Les Rustres : Tour de force
Scène

Les Rustres : Tour de force

Il y a 250 ans, le charme à l’italienne s’exerçait d’une bien drôle de façon… si l’on se fie à la description ironique qu’en fait Carlo Goldoni dans Les Rustres.

Il y a 250 ans, le charme à l’italienne s’exerçait d’une bien drôle de façon… si l’on se fie à la description ironique qu’en fait Carlo Goldoni dans Les Rustres. Dans cette "farce violente", le Molière italien met en scène quatre couples, microcosmes d’une société ultra machiste dans laquelle les femmes, confinées à la maison, étaient traitées comme des trésors (ou des potiches!) tenus loin des regards envieux. Une réflexion juste et bien tournée sur l’abus de pouvoir, que dynamise la mise en scène enlevante d’Isabelle Pastena.

"Avec les bonnes manières, on n’arrive à rien. Il faut crier!" Homme d’affaires prospère pour les uns, brute jalouse pour sa femme, Lunardo veut marier sa fille avec le rejeton d’un commerçant tout aussi borné que lui. Cela, sans que les deux principaux concernés ne soient avertis et, surtout, sans leur permettre de faire connaissance, ce qui pourrait leur donner envie de faire des bambini avant le temps… Heureusement, les tendres moitiés de ces rustres veilleront à offrir à la jeune Lucietta l’occasion de vérifier si son futur époux a plus d’esprit que son géniteur. Des manigances qui risquent de coûter cher aux Vénitiennes insoumises…

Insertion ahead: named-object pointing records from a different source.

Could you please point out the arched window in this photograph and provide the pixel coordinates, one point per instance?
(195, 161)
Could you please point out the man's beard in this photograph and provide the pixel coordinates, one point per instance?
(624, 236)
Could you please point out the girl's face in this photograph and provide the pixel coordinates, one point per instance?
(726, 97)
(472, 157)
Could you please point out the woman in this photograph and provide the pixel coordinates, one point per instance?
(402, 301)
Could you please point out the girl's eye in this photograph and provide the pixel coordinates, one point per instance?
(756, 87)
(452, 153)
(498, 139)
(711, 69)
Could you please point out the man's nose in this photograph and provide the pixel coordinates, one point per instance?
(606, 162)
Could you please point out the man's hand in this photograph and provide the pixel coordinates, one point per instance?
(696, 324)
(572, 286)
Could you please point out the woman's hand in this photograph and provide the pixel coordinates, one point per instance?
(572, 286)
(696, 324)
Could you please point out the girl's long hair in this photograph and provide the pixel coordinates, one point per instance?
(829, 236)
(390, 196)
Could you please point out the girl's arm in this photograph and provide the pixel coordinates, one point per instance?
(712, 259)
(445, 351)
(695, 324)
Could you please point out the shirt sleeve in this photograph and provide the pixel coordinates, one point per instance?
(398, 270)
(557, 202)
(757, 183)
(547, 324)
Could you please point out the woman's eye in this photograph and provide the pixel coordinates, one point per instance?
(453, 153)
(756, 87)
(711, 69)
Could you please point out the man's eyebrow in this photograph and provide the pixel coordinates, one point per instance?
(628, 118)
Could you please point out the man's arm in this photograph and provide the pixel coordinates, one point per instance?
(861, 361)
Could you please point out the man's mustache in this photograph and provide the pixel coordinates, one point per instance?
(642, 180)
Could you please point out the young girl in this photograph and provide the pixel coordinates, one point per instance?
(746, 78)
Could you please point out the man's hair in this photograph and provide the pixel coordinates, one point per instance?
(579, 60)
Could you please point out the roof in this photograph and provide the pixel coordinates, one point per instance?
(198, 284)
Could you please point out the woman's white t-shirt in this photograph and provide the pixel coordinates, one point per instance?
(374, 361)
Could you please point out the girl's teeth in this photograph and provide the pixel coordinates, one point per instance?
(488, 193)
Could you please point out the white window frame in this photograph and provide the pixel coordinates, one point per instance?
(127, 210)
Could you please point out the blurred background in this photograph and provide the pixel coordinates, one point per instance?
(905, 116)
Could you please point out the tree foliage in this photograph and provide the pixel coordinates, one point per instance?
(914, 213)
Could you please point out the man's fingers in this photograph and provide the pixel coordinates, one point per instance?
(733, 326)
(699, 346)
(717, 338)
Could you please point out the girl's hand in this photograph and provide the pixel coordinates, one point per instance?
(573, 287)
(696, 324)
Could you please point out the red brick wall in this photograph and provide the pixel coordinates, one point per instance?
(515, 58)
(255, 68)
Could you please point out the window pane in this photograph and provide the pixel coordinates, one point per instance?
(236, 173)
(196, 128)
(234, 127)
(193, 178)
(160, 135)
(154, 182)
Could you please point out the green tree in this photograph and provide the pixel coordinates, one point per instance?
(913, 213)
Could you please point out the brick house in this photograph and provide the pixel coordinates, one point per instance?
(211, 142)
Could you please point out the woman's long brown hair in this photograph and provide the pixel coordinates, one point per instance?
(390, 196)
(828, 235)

La metteure en scène de cette comédie italienne a eu une idée géniale en permettant aux comédiens de s’échanger leurs personnages. Cela se fait de manière subtile au début, alors que deux comédiennes intervertissent leurs rôles, puis le jeu s’intensifie, jusqu’à ce que les comédiens s’emparent des rôles féminins et vice versa, ce qui ajoute une dimension comique aux tyrannies présentées.

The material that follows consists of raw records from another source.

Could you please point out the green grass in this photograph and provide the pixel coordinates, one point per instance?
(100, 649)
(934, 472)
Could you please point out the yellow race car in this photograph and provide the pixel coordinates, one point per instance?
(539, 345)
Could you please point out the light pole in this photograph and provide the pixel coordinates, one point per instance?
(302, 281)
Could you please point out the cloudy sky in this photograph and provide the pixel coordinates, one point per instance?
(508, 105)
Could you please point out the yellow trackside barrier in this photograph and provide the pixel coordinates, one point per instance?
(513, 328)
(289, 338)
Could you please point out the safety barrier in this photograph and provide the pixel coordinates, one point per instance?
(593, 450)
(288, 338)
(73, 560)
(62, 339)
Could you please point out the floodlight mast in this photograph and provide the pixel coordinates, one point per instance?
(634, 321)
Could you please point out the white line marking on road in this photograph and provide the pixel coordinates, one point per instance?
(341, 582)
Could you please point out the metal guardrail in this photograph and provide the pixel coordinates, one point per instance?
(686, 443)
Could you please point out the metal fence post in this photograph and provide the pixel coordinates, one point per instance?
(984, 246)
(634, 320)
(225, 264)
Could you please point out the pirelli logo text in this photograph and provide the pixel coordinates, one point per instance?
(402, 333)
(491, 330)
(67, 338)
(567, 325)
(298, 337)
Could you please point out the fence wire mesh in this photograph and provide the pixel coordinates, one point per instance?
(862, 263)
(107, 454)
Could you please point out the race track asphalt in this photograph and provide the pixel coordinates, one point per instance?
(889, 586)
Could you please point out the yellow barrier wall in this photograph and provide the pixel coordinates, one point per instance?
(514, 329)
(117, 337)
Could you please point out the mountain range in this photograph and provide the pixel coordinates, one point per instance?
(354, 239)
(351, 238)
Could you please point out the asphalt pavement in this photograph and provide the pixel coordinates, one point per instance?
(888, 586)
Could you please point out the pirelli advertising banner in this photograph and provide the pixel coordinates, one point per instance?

Les personnages se trouveront même dédoublés dans une scène, chacun étant interprété par deux comédiens de sexe différent. Grâce aux costumes de Vincent Pastena, qui s’enfilent en un tour de main, les comédiens peuvent changer d’identité en quelques secondes. Ce qu’ils font dans un crescendo de métamorphoses qui va de pair avec une accélération du rythme de la pièce. Le délire est tel qu’à un certain moment, les décors en tremblent! Pas étonnant qu’Isabelle Pastena compare cette production à un manège devenu fou…

D’une grande polyvalence, les comédiens Marcelo Arroyo, Céline Brassard, Caroline Clément, Johanne Lebrun, Sandrine Mézerette, Nicolas Sacchitelle et Claude Tremblay offrent des prestations physiques impressionnantes. Il faut voir le méchant Lunardo, chaussé de pantoufles, se déplaçant dans sa demeure comme un patineur de vitesse, pour le croire… Parmi les autres flashs inventifs glissés dans la pièce, mentionnons ce moment ou Felipetto se glisse dans les bras de sa tante et qu’ils prennent, tout en se parlant, une pose qui rappelle étrangement une oeuvre de Michel-Ange.

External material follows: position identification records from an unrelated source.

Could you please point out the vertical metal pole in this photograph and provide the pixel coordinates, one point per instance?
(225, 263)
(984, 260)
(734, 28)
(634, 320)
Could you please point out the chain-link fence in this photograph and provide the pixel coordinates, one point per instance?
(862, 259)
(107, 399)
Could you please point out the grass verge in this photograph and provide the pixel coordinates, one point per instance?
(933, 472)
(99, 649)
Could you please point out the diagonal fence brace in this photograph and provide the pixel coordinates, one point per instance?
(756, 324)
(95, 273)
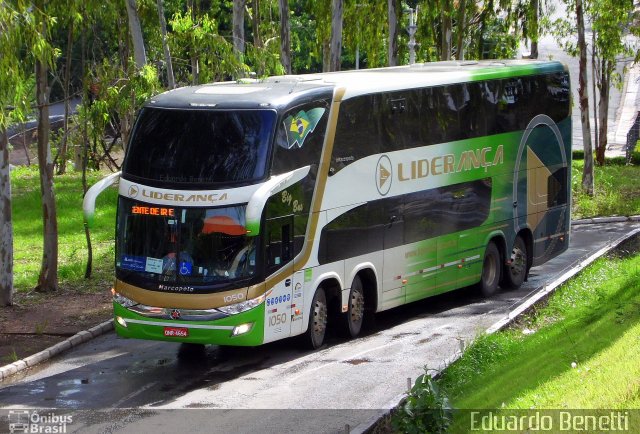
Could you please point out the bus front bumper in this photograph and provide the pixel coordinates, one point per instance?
(243, 329)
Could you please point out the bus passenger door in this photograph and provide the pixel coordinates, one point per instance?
(393, 288)
(279, 259)
(297, 300)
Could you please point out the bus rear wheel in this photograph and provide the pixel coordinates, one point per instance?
(314, 337)
(354, 317)
(515, 271)
(490, 271)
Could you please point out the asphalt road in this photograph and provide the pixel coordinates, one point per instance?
(138, 386)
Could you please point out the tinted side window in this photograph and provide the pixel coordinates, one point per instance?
(391, 222)
(359, 130)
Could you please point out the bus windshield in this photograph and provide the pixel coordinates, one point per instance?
(196, 246)
(200, 146)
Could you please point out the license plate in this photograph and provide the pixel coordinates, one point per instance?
(176, 332)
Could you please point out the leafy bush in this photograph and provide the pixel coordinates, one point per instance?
(426, 409)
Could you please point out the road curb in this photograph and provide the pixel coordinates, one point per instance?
(576, 268)
(75, 340)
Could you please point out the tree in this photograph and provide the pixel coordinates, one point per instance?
(6, 224)
(394, 10)
(255, 23)
(460, 28)
(165, 45)
(10, 79)
(587, 174)
(285, 36)
(335, 45)
(135, 29)
(48, 278)
(447, 30)
(238, 27)
(609, 19)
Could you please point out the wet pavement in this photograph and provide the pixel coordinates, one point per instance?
(140, 384)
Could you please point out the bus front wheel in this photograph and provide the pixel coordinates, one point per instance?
(515, 271)
(490, 271)
(353, 318)
(317, 328)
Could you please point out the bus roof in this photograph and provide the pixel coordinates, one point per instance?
(282, 91)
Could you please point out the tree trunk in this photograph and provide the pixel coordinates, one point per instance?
(195, 63)
(392, 10)
(238, 27)
(78, 159)
(62, 164)
(335, 46)
(48, 279)
(326, 56)
(165, 46)
(285, 36)
(255, 22)
(587, 174)
(135, 29)
(460, 25)
(447, 32)
(534, 28)
(603, 110)
(594, 74)
(6, 226)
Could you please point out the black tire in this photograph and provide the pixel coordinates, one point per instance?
(314, 336)
(354, 317)
(491, 268)
(514, 272)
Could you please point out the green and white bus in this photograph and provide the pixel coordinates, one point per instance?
(257, 210)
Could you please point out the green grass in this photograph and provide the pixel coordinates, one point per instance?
(580, 351)
(27, 228)
(617, 190)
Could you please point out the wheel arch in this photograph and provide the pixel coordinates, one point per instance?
(369, 281)
(527, 235)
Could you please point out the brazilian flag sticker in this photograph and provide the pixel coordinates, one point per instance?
(299, 126)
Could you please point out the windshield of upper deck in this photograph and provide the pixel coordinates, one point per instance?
(200, 146)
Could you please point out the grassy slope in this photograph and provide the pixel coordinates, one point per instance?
(27, 221)
(593, 321)
(617, 191)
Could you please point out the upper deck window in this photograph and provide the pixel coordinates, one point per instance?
(200, 146)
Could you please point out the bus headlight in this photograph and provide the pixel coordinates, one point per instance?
(242, 329)
(122, 300)
(243, 306)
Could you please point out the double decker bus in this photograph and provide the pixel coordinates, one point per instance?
(258, 210)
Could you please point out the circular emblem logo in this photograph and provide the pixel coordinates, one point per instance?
(384, 175)
(133, 191)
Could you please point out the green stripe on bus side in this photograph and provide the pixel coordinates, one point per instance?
(514, 71)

La metteure en scène diplômée de l’UQAM (elle y a monté une version des Rustres) a consulté cinq traductions, jugées trop proprettes, du texte écrit dans un dialecte vénitien, avant d’en effectuer elle-même une traduction plus brute, dont le style coloré est à l’image de cette farce vivifiante mettant en scène des femmes hardies et solidaires.